The Greek government announced flights from additional EU destinations, including France, would be permitted without strict quarantines from June 15.
But countries in Latin America are bracing for difficult weeks ahead, especially Brazil, where the poor have been hit particularly hard.
Brazil has suffered nearly 28,000 deaths, and with more than 465,000 cases it trails only the 1.7 million cases registered in the US.
“In 26 years, I’ve never seen so many people living in fear, so many people going hungry,” said Alcione Albanesi, founder of charity Amigos do Bem, which works in the impoverished Sertao region of Brazil’s northeast.

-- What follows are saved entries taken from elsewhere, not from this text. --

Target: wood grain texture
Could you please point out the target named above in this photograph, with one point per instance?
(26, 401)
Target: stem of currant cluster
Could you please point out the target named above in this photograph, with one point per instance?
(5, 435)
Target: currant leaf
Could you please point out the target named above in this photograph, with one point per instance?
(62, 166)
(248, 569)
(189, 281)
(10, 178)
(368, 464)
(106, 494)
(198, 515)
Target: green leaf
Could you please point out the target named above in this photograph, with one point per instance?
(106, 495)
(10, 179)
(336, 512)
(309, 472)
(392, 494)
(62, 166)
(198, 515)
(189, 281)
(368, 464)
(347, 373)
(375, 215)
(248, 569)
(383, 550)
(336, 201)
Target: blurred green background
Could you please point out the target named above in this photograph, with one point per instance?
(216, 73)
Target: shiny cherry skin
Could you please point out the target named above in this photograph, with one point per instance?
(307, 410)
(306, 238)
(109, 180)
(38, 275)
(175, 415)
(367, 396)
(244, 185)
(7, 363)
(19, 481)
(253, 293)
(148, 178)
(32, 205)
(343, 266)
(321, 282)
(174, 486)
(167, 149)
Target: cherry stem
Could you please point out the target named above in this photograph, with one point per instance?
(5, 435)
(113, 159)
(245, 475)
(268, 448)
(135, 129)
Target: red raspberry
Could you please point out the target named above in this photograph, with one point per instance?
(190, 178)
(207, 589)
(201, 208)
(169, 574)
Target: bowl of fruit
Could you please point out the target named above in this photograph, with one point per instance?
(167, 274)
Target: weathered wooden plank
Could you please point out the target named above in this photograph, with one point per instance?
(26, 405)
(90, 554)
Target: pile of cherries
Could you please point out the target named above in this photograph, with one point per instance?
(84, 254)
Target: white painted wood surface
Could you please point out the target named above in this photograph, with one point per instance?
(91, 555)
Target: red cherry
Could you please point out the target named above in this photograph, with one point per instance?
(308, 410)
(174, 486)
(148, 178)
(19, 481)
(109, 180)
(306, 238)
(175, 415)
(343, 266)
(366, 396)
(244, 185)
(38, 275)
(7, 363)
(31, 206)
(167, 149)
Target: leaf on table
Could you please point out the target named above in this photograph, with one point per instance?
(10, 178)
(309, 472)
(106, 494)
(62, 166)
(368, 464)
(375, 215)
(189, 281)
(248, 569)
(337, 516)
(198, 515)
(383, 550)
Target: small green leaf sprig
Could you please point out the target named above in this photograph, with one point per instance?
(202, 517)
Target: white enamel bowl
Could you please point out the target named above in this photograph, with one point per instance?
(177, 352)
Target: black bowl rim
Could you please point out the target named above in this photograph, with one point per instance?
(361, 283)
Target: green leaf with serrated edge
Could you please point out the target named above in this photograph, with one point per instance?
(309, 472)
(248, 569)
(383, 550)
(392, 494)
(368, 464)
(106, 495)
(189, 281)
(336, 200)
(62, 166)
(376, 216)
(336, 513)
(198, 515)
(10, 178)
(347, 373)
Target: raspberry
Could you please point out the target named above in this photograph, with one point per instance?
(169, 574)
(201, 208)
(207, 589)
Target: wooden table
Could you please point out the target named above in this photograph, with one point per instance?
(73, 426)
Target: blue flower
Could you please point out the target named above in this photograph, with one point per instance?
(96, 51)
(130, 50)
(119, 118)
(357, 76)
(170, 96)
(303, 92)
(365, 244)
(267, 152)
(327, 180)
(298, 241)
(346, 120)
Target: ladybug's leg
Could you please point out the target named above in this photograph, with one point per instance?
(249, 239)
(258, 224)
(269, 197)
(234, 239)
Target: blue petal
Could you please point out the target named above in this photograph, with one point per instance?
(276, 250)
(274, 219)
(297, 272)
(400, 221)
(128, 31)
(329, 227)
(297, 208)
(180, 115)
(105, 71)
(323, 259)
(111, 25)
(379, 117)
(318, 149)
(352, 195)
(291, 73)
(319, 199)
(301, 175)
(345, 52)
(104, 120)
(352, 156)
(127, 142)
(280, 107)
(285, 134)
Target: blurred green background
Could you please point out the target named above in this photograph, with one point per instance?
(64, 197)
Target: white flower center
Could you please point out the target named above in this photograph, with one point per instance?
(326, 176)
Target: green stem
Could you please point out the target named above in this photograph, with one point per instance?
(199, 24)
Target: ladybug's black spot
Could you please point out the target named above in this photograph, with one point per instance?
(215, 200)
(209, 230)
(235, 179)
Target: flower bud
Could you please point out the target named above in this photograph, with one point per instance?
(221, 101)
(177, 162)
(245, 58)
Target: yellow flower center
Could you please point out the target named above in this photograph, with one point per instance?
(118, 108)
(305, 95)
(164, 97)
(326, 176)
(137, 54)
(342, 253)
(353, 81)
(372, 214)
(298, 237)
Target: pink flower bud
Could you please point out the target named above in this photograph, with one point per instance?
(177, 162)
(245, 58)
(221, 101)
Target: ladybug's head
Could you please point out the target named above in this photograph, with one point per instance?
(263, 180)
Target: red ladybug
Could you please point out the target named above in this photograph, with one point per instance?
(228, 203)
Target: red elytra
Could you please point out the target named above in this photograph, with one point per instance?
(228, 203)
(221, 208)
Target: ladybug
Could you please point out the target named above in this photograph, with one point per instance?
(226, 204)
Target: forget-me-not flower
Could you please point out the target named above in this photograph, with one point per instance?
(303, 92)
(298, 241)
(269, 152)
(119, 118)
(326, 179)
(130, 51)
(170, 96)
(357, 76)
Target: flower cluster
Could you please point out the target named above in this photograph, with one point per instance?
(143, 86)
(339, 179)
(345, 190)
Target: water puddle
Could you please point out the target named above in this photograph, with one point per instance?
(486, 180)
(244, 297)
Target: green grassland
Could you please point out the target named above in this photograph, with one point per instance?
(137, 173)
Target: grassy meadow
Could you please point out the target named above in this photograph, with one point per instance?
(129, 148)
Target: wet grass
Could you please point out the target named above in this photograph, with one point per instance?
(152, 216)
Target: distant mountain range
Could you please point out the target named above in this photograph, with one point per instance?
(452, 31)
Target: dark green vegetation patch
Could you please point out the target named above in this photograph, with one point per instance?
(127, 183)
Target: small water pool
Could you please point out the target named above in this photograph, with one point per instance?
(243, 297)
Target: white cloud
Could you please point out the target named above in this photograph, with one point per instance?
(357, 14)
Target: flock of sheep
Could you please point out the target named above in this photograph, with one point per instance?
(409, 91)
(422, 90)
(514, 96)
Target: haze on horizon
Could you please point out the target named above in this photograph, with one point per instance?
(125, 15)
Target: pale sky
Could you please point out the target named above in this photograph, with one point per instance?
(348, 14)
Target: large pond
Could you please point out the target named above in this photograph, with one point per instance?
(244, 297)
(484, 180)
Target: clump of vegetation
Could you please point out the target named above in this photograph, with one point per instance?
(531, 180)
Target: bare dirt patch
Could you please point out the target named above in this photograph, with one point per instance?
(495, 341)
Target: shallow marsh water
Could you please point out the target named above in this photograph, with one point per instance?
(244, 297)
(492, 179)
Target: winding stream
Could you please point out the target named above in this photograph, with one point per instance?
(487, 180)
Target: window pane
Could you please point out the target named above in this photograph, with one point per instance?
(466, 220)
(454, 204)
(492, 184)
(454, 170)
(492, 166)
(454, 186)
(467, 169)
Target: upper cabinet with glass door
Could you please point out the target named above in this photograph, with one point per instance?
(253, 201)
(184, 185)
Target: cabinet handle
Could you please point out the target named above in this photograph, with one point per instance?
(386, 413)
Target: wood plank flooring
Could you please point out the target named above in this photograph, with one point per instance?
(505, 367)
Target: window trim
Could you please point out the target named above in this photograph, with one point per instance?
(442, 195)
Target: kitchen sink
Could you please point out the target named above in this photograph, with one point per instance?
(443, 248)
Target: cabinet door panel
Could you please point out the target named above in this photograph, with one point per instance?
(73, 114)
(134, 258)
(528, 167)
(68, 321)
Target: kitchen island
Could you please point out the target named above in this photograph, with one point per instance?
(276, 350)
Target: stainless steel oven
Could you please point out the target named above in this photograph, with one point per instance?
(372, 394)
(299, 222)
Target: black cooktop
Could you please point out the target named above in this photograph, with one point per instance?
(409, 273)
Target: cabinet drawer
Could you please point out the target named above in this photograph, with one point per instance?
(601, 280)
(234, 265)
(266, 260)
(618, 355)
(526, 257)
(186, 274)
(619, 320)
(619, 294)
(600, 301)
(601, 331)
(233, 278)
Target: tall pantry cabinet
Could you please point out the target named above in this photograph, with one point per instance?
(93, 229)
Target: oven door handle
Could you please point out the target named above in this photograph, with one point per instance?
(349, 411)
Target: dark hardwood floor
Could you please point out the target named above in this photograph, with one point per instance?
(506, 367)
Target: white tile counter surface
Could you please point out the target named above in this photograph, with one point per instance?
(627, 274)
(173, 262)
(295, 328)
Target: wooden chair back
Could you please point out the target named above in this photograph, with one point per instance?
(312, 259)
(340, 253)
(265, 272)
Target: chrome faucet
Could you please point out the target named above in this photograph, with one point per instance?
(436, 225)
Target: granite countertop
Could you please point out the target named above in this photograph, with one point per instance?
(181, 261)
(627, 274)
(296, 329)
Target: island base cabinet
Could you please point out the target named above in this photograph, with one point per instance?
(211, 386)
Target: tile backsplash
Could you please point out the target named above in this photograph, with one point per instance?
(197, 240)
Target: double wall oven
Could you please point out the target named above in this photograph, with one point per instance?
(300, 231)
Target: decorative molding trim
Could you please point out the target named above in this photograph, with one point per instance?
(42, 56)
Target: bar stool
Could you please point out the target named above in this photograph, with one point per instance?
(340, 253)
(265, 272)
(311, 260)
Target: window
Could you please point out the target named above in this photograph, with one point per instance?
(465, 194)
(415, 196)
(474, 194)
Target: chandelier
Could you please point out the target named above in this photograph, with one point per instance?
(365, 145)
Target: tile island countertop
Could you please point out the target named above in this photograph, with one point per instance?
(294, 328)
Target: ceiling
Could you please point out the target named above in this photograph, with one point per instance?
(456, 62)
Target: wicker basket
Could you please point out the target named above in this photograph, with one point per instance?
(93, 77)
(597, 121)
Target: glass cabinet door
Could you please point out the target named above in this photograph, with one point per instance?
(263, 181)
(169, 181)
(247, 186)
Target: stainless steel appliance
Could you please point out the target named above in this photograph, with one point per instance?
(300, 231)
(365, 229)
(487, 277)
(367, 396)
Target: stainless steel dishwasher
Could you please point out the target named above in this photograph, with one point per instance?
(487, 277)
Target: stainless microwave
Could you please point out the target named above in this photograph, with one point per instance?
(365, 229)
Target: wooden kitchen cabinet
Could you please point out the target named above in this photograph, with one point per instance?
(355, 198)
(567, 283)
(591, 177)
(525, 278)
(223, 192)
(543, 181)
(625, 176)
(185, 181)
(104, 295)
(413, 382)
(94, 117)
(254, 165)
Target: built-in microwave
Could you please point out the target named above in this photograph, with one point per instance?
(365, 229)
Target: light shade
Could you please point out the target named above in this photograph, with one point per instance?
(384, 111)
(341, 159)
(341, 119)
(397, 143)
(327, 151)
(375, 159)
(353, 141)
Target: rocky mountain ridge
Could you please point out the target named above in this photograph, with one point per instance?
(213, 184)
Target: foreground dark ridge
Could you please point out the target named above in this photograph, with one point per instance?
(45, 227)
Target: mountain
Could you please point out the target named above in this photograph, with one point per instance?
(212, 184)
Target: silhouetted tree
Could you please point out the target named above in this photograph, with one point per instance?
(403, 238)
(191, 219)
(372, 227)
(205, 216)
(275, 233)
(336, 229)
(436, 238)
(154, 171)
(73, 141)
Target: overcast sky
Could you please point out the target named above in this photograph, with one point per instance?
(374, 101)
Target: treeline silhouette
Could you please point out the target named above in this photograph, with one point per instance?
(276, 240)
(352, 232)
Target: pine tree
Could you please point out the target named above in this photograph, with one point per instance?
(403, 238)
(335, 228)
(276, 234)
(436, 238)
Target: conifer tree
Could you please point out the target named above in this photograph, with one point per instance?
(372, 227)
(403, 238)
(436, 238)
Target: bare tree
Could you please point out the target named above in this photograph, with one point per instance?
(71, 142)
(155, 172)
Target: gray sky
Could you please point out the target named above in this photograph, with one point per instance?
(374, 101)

Chile logged another record daily number of deaths, while Uruguay’s President Luis Lacalle Pou entered quarantine after attending a meeting with an official who tested positive.
Culture, sport start to resume
A world away, the famed Chenonceau chateau opened in France’s Loire Valley ahead of Parisians being allowed to travel beyond 100km from home on Tuesday, when the country will further ease measures.
“It’s her first chateau,” grinned Lucile Daron Van Gennep, whose eight-month-old daughter was strapped to her front.
In a normal year, Chenonceau greets one million visitors.
In Austria, hotels and cinemas were allowed to take in customers, provided they wear masks.
“It is very important that things return to normal,” film buff Rotraud Turanitz said at Vienna’s historic Admiral Kino cinema on trendy Burggasse.
Across the Atlantic, the US capital Washington resumed outdoor dining, while on the West Coast, restaurants and hair salons in Los Angeles reopened.
New York City, the worst-hit American city with some 21,500 coronavirus deaths, is on track to begin reopening the week of June 8.
The overall US death toll has topped 103,000 and continues to rise.
Global sport has also started to rev back into action, with Austria announcing it will host the Formula One’s delayed season-opener on July 5, and the NBA eyeing a July 31 return.
Britain approved the return of domestic competitive sport on June 1 – with no fans present – and South Africa gave a provisional green light for training to resume.
Economies shattered
The economic damage from weeks of lockdowns continues to pile up, with Chile and Peru securing credit lines worth billions from the IMF.
India’s economy grew at its slowest pace in two decades in the first quarter, while Canada, Brazil, France and Italy also saw their GDP figures shrink ahead of an expected worldwide recession.
Even the animal world has not been left untouched – though that’s exactly what authorities in Gibraltar want, banning tourists from touching the British enclave’s famous Barbary macaques over fears they could spread coronavirus.
Singapore’s beloved otters meanwhile have been popping up in unexpected places during the city-state’s lockdown, but their increasingly daring antics have angered some and even sparked calls for a cull.
“I simply don’t understand anyone who could not like them. They are really cute,” said 35-year-old Singaporean Pam Wong.